For some time, SBA officials and the courts have been grappling with a loophole in the agency's regulations that allows a small business that has grown large to continue to receive small-business contracts after it has outgrown its size status. SBA officials, under pressure from Congress to meet small-business contracting goals, have contributed to this problem by looking the other way and awarding the contracts to firms that are now indisputably large.
SBA officials missed an opportunity to close this loophole during recent changes to size regulations. The new regulations do not substantially alter the prior rule that a contractor's size is determined by the date when the contractor submits a self-certification of the business' size status as part of its contract proposal. This presents a particular concern with governmentwide acquisition contracts (GWACs) and General Services Administration schedule contracts, given their extended terms. Under these contracts, a large business can continue to compete for small-business task orders or blanket purchase agreements (BPAs) based on a small-business size certification that may have been granted years ago.
Officials at GSA and the Office of Federal Procurement Policy (OFPP) have taken steps to address this problem. GSA officials implemented a Federal Acquisition Regulation requiring small-business owners to recertify their companies' size status every five years, at the time of option renewal under the GSA schedule. OFPP officials went a step further and required annual recertification of vendors on GWACs. SBA's new rule, however, did not adopt the annual recertification requirement OFPP instituted.
Some observers have suggested that annual recertification would make it difficult for small businesses to transition to a larger status and create an administrative burden. Although these concerns may be legitimate, they are not the point.
To allow a large business to masquerade as a small business deprives real small businesses of contract opportunities to which they are entitled. Similarly, allowing government agencies to claim small-business credit for contracts awarded to firms that are actually large misleads Congress and compromises the government's ability to meet small-business contracting goals.
SBA's failure to require annual recertification has left the door open to conflicting interpretations of the recertification requirement for GWACs and permits further mischief on GSA's schedule contracts.
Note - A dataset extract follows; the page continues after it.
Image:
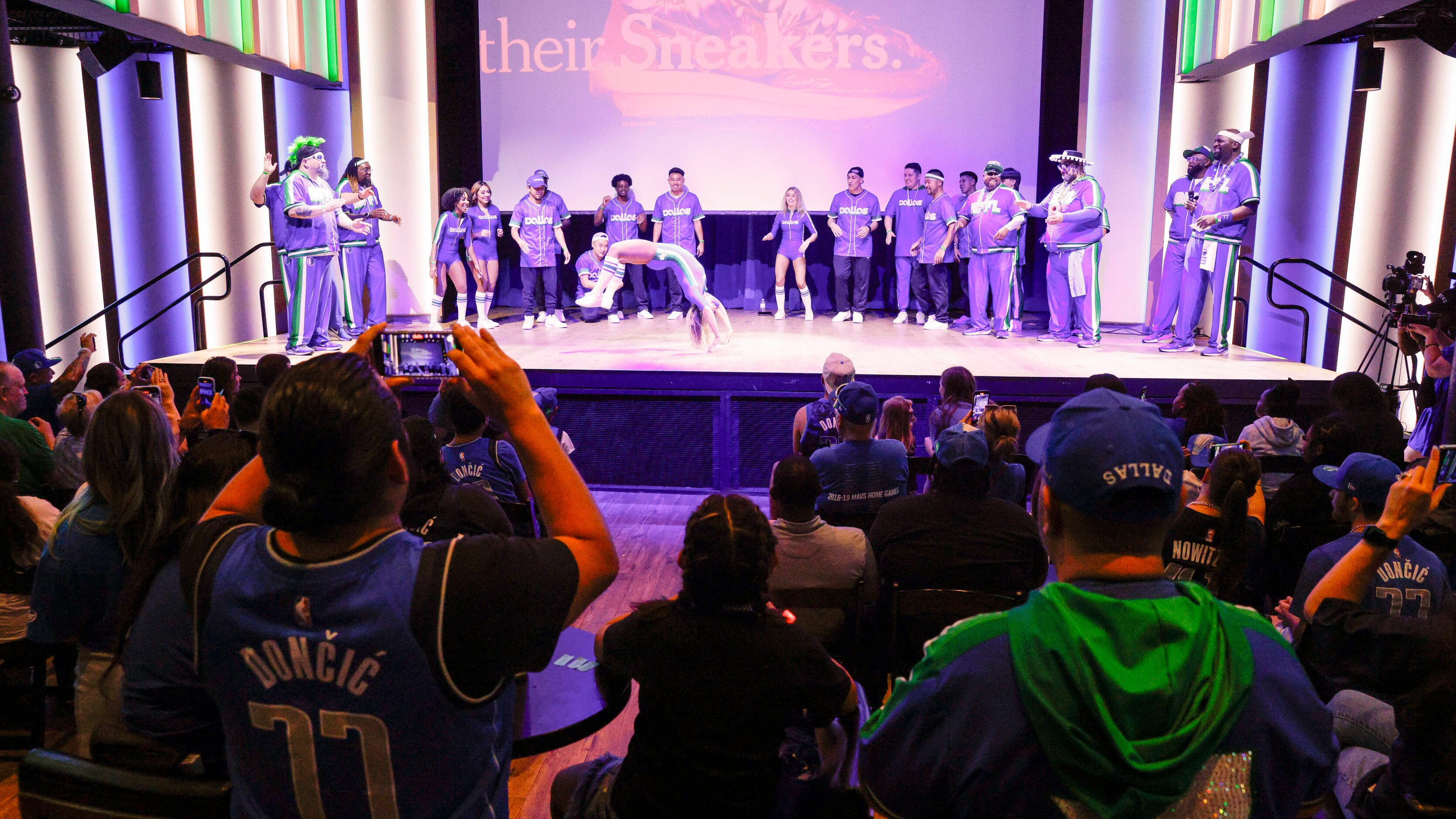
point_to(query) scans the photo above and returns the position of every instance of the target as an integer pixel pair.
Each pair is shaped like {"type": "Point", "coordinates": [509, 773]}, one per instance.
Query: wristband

Under the new rule, a large business could continue to receive small-business orders or BPAs under the GSA schedule contract program for up to five years before it has to recertify its size. Because the government's goal is to award 23 percent of its contract revenue to small businesses and the GSA schedule contract program accounts for approximately $13 billion of the federal information technology budget, a significant amount of potential small-business revenue is at stake.
SBA officials should close this loophole and require annual recertification of a vendor's size status to ensure that only bona fide small businesses receive the benefit of that status.
Nadler is a procurement attorney with Dickstein Shapiro Morin & Oshinsky LLP in Washington, D.C.